In the Erlangen researchers’ work, Alice’s role is performed by artificial neural networks. The idea is that, through training, the networks will become so good at this role that they can even outstrip correction strategies devised by intelligent human minds. However, when the team studied an example involving five simulated qubits, a number that is still manageable for conventional computers, they were able to show that one artificial neural network alone is not enough. As the network can only gather small amounts of information about the state of the quantum bits, or rather the game of quantum Go, it never gets beyond the stage of random trial and error. Ultimately, these attempts destroy the quantum state instead of restoring it.
One neural network uses its prior knowledge to train another
The solution comes in the form of an additional neural network that acts as a teacher to the first network. With its prior knowledge of the quantum computer that is to be controlled, this teacher network is able to train the other network – its student – and thus guide its attempts toward successful quantum correction. First, however, the teacher network itself needs to learn enough about the quantum computer or the component of it that is to be controlled.
In principle, artificial neural networks are trained using a reward system, just like their natural models.
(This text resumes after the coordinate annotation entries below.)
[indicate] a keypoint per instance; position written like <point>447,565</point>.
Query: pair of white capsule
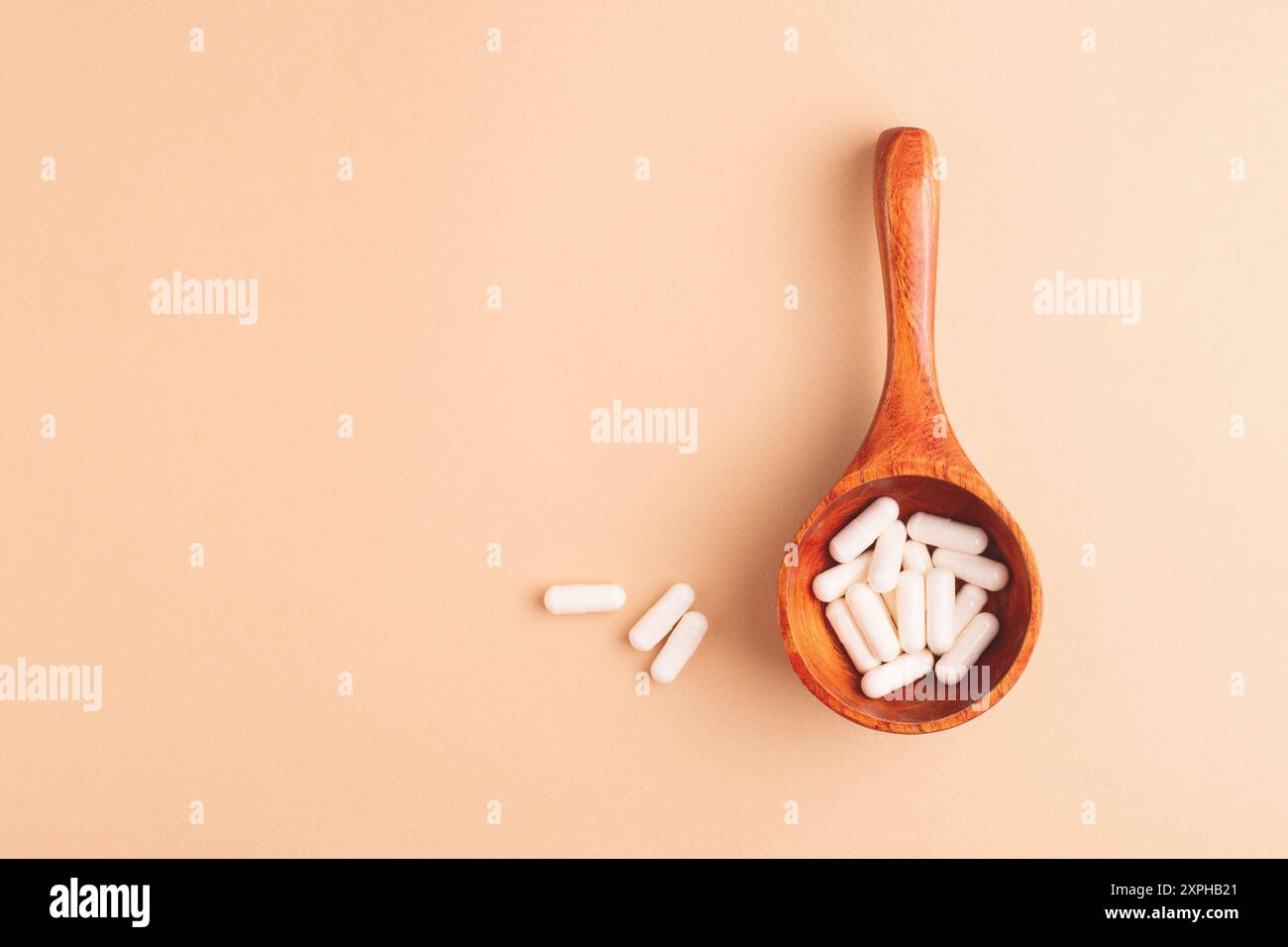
<point>669,617</point>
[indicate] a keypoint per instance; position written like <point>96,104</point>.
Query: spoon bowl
<point>911,455</point>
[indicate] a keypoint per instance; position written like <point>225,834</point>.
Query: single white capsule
<point>938,531</point>
<point>679,647</point>
<point>953,665</point>
<point>970,602</point>
<point>831,583</point>
<point>874,621</point>
<point>900,673</point>
<point>851,639</point>
<point>655,624</point>
<point>863,530</point>
<point>887,558</point>
<point>580,599</point>
<point>912,611</point>
<point>987,574</point>
<point>915,557</point>
<point>939,609</point>
<point>892,604</point>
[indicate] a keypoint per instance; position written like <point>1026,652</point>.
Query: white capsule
<point>851,639</point>
<point>953,665</point>
<point>679,647</point>
<point>912,611</point>
<point>887,558</point>
<point>915,557</point>
<point>938,531</point>
<point>580,599</point>
<point>831,583</point>
<point>874,621</point>
<point>987,574</point>
<point>863,530</point>
<point>661,617</point>
<point>970,602</point>
<point>900,673</point>
<point>892,604</point>
<point>939,609</point>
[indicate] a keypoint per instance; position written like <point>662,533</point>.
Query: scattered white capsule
<point>887,558</point>
<point>938,531</point>
<point>851,639</point>
<point>987,574</point>
<point>939,609</point>
<point>915,557</point>
<point>831,583</point>
<point>900,673</point>
<point>863,530</point>
<point>679,647</point>
<point>874,621</point>
<point>892,604</point>
<point>580,599</point>
<point>970,602</point>
<point>953,665</point>
<point>912,611</point>
<point>661,617</point>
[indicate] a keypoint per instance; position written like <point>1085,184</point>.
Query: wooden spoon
<point>912,455</point>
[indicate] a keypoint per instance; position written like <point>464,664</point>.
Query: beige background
<point>472,427</point>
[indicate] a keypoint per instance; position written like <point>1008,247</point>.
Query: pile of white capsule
<point>669,617</point>
<point>894,603</point>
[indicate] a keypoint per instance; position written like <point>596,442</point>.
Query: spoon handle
<point>910,419</point>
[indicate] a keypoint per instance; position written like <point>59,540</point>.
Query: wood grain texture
<point>912,455</point>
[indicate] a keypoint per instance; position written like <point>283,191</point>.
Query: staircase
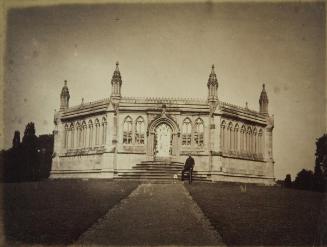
<point>158,170</point>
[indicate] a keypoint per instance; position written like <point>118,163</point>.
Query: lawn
<point>58,211</point>
<point>261,215</point>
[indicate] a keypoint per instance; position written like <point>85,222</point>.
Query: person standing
<point>188,167</point>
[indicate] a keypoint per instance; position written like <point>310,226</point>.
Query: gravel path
<point>153,214</point>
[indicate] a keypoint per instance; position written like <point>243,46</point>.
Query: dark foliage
<point>288,181</point>
<point>304,180</point>
<point>28,160</point>
<point>321,153</point>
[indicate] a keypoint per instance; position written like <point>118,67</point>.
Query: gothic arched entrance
<point>163,140</point>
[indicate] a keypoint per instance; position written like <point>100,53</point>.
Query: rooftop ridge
<point>238,107</point>
<point>88,104</point>
<point>164,99</point>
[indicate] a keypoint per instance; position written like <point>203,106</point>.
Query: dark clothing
<point>188,167</point>
<point>189,163</point>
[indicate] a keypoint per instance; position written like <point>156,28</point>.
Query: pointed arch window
<point>104,130</point>
<point>236,138</point>
<point>199,132</point>
<point>255,143</point>
<point>127,130</point>
<point>97,132</point>
<point>90,133</point>
<point>66,133</point>
<point>248,140</point>
<point>78,135</point>
<point>83,129</point>
<point>260,142</point>
<point>186,132</point>
<point>139,130</point>
<point>223,135</point>
<point>242,139</point>
<point>229,139</point>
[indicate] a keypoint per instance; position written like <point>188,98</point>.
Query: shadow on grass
<point>58,211</point>
<point>262,215</point>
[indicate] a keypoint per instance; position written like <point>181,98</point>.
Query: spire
<point>116,83</point>
<point>263,101</point>
<point>263,95</point>
<point>116,77</point>
<point>212,77</point>
<point>64,97</point>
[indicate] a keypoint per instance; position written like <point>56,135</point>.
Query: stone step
<point>158,170</point>
<point>151,177</point>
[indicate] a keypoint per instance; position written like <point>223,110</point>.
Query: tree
<point>304,180</point>
<point>288,181</point>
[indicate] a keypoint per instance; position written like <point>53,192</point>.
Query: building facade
<point>105,138</point>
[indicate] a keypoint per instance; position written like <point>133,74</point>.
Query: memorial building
<point>150,138</point>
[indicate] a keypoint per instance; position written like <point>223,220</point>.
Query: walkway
<point>153,214</point>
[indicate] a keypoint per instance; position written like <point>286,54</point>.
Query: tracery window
<point>90,133</point>
<point>104,130</point>
<point>199,132</point>
<point>255,142</point>
<point>229,139</point>
<point>66,133</point>
<point>139,130</point>
<point>223,135</point>
<point>97,132</point>
<point>236,138</point>
<point>242,139</point>
<point>78,135</point>
<point>186,132</point>
<point>248,139</point>
<point>127,130</point>
<point>83,129</point>
<point>260,142</point>
<point>72,136</point>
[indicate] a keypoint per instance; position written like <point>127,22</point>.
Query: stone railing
<point>243,155</point>
<point>225,104</point>
<point>166,100</point>
<point>87,104</point>
<point>84,150</point>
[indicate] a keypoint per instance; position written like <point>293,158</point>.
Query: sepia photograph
<point>163,123</point>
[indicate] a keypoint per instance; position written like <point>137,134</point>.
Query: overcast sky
<point>167,50</point>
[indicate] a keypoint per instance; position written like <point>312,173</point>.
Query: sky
<point>166,50</point>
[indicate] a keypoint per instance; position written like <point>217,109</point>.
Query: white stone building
<point>109,138</point>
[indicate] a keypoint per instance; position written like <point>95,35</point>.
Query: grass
<point>261,215</point>
<point>57,212</point>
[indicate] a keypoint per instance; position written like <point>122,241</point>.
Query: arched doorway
<point>163,141</point>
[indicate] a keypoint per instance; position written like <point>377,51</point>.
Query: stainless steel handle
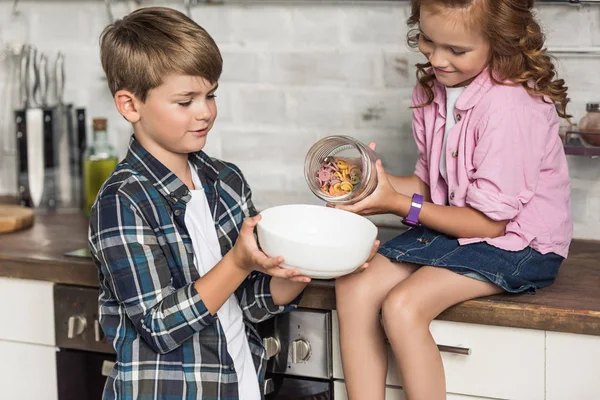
<point>76,324</point>
<point>268,386</point>
<point>454,350</point>
<point>107,367</point>
<point>98,335</point>
<point>300,351</point>
<point>463,351</point>
<point>272,346</point>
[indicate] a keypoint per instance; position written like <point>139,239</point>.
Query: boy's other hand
<point>371,256</point>
<point>248,256</point>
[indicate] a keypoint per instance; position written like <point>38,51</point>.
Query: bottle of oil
<point>100,160</point>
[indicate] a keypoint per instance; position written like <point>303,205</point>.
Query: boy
<point>182,279</point>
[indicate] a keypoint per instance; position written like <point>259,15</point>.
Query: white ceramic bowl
<point>321,242</point>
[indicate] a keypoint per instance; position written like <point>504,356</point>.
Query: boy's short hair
<point>140,50</point>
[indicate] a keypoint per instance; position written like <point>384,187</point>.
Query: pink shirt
<point>504,158</point>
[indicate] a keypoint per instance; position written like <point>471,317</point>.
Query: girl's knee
<point>400,312</point>
<point>351,290</point>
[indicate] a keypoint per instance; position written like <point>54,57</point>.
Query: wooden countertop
<point>572,304</point>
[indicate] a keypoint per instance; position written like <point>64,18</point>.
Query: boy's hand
<point>248,256</point>
<point>371,256</point>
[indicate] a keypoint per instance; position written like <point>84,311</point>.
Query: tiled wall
<point>298,72</point>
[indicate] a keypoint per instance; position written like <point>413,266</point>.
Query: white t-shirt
<point>452,95</point>
<point>207,253</point>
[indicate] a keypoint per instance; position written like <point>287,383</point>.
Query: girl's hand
<point>246,255</point>
<point>381,201</point>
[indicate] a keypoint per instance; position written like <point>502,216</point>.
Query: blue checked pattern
<point>168,345</point>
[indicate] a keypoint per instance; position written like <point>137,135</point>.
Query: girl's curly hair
<point>517,52</point>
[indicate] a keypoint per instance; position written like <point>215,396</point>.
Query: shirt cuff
<point>497,206</point>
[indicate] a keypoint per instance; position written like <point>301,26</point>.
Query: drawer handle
<point>454,350</point>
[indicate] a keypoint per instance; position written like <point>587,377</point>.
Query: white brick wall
<point>296,73</point>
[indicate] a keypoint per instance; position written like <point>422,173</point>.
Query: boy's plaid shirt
<point>168,345</point>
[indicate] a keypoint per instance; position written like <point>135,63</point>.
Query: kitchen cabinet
<point>27,371</point>
<point>27,344</point>
<point>504,363</point>
<point>573,366</point>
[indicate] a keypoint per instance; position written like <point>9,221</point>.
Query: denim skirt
<point>514,271</point>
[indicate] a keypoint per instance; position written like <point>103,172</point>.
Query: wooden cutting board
<point>13,217</point>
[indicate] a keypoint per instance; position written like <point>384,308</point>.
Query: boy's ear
<point>128,105</point>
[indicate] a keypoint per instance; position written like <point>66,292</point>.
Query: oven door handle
<point>268,386</point>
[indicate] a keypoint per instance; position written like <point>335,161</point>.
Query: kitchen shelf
<point>575,146</point>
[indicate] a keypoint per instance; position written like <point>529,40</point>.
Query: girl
<point>488,202</point>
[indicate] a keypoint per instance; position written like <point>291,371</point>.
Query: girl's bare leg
<point>359,298</point>
<point>407,312</point>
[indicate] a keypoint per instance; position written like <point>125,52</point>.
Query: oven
<point>298,347</point>
<point>84,358</point>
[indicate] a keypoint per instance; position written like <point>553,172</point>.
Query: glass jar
<point>591,123</point>
<point>100,160</point>
<point>340,170</point>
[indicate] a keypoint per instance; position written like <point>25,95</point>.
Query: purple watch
<point>412,219</point>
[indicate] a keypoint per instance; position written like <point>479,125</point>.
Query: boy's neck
<point>175,162</point>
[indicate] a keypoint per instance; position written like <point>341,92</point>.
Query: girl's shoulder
<point>509,96</point>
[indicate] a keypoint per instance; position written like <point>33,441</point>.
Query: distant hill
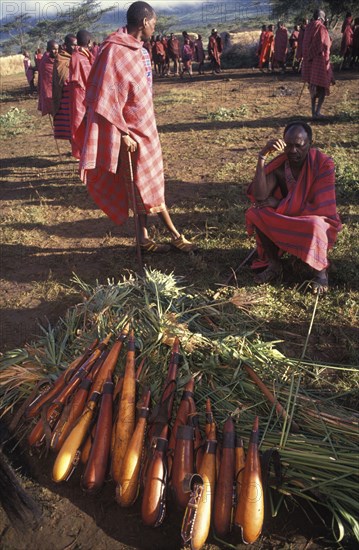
<point>191,16</point>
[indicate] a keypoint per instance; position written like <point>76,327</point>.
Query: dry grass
<point>12,64</point>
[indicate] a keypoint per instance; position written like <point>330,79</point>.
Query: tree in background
<point>23,34</point>
<point>334,9</point>
<point>17,30</point>
<point>164,23</point>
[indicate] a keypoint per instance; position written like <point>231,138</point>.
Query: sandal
<point>151,246</point>
<point>269,275</point>
<point>183,244</point>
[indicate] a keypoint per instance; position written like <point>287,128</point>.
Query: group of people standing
<point>62,77</point>
<point>310,45</point>
<point>114,134</point>
<point>279,49</point>
<point>349,48</point>
<point>165,50</point>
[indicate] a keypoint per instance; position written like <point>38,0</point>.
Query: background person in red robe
<point>261,41</point>
<point>159,56</point>
<point>37,58</point>
<point>293,45</point>
<point>294,205</point>
<point>61,90</point>
<point>120,119</point>
<point>29,71</point>
<point>199,55</point>
<point>316,67</point>
<point>280,47</point>
<point>214,51</point>
<point>299,52</point>
<point>266,55</point>
<point>173,50</point>
<point>80,67</point>
<point>355,48</point>
<point>347,40</point>
<point>46,68</point>
<point>186,55</point>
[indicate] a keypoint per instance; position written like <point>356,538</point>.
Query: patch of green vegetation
<point>224,113</point>
<point>16,121</point>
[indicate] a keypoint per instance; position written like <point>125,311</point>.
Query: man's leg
<point>321,97</point>
<point>274,269</point>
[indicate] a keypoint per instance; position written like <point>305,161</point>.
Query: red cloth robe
<point>261,41</point>
<point>213,50</point>
<point>267,49</point>
<point>29,70</point>
<point>299,52</point>
<point>46,68</point>
<point>61,96</point>
<point>173,48</point>
<point>80,67</point>
<point>305,222</point>
<point>280,45</point>
<point>119,101</point>
<point>316,67</point>
<point>347,40</point>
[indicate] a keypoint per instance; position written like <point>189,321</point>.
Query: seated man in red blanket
<point>294,205</point>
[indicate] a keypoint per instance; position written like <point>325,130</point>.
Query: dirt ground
<point>53,229</point>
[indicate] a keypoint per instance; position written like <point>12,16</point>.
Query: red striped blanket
<point>46,68</point>
<point>62,117</point>
<point>306,222</point>
<point>280,45</point>
<point>119,100</point>
<point>80,67</point>
<point>316,67</point>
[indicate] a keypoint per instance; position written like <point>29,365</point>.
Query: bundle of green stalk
<point>219,342</point>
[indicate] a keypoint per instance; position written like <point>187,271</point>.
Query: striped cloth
<point>267,48</point>
<point>280,45</point>
<point>62,117</point>
<point>80,67</point>
<point>119,101</point>
<point>306,222</point>
<point>299,52</point>
<point>347,40</point>
<point>316,67</point>
<point>46,68</point>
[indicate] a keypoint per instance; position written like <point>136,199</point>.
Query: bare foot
<point>320,283</point>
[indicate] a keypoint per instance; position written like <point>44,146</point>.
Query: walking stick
<point>57,145</point>
<point>135,215</point>
<point>234,272</point>
<point>301,93</point>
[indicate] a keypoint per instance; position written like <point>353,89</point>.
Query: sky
<point>40,9</point>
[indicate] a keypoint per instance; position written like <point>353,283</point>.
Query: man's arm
<point>263,185</point>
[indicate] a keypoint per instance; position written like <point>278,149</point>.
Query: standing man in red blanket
<point>215,48</point>
<point>173,49</point>
<point>120,119</point>
<point>46,68</point>
<point>80,66</point>
<point>347,39</point>
<point>316,68</point>
<point>280,47</point>
<point>61,91</point>
<point>294,206</point>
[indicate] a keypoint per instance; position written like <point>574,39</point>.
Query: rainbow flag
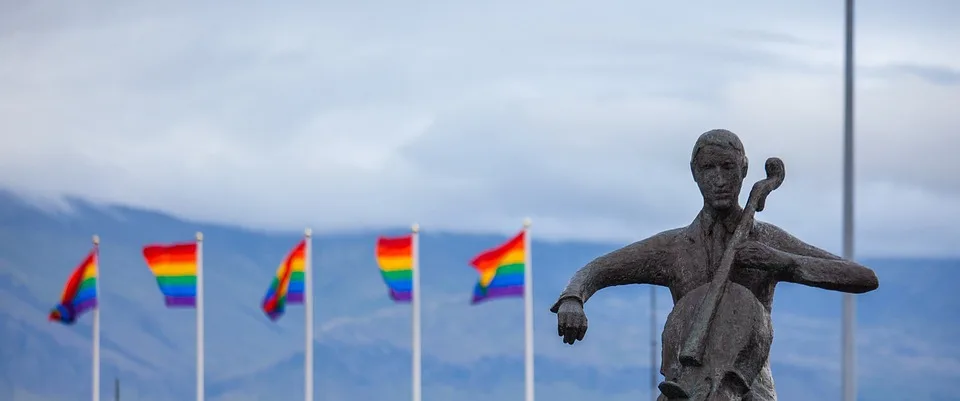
<point>175,267</point>
<point>501,270</point>
<point>287,286</point>
<point>395,257</point>
<point>79,294</point>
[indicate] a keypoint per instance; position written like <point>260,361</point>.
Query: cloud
<point>471,117</point>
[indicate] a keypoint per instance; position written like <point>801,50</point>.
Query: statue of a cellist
<point>721,270</point>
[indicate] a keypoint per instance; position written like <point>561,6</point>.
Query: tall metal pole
<point>849,386</point>
<point>653,342</point>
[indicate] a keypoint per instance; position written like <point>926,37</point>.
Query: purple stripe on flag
<point>498,293</point>
<point>180,302</point>
<point>85,306</point>
<point>295,298</point>
<point>401,296</point>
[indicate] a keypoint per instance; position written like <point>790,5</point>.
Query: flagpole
<point>849,386</point>
<point>416,346</point>
<point>653,342</point>
<point>528,310</point>
<point>200,388</point>
<point>96,324</point>
<point>308,311</point>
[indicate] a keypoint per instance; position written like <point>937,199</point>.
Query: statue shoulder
<point>665,239</point>
<point>769,233</point>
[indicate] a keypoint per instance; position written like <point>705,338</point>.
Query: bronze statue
<point>721,270</point>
The actual reward is provided for successfully restoring the original quantum state by quantum error correction. “However, if only the achievement of this long-term aim gave a reward, it would come at too late a stage in the numerous correction attempts,” Marquardt explains. The Erlangen-based researchers have therefore developed a reward system that, even at the training stage, incentivizes the teacher neural network to adopt a promising strategy. In the game of quantum Go, this reward system would provide Alice with an indication of the general state of the game at a given time without giving away the details.
The student network can surpass its teacher through its own actions
“Our first aim was for the teacher network to learn to perform successful quantum error correction operations without further human assistance,” says Marquardt. Unlike the school student network, the teacher network can do this based not only on measurement results but also on the overall quantum state of the computer. The student network trained by the teacher network will then be equally good at first, but can become even better through its own actions.
In addition to error correction in quantum computers, Florian Marquardt envisages other applications for artificial intelligence. In his opinion, physics offers many systems that could benefit from the use of pattern recognition by artificial neural networks.
Reference: “Reinforcement Learning with Neural Networks for Quantum Feedback” by Thomas Fösel, Petru Tighineanu, Talitha Weiss and Florian Marquardt, 27 September 2018, Physical Review X.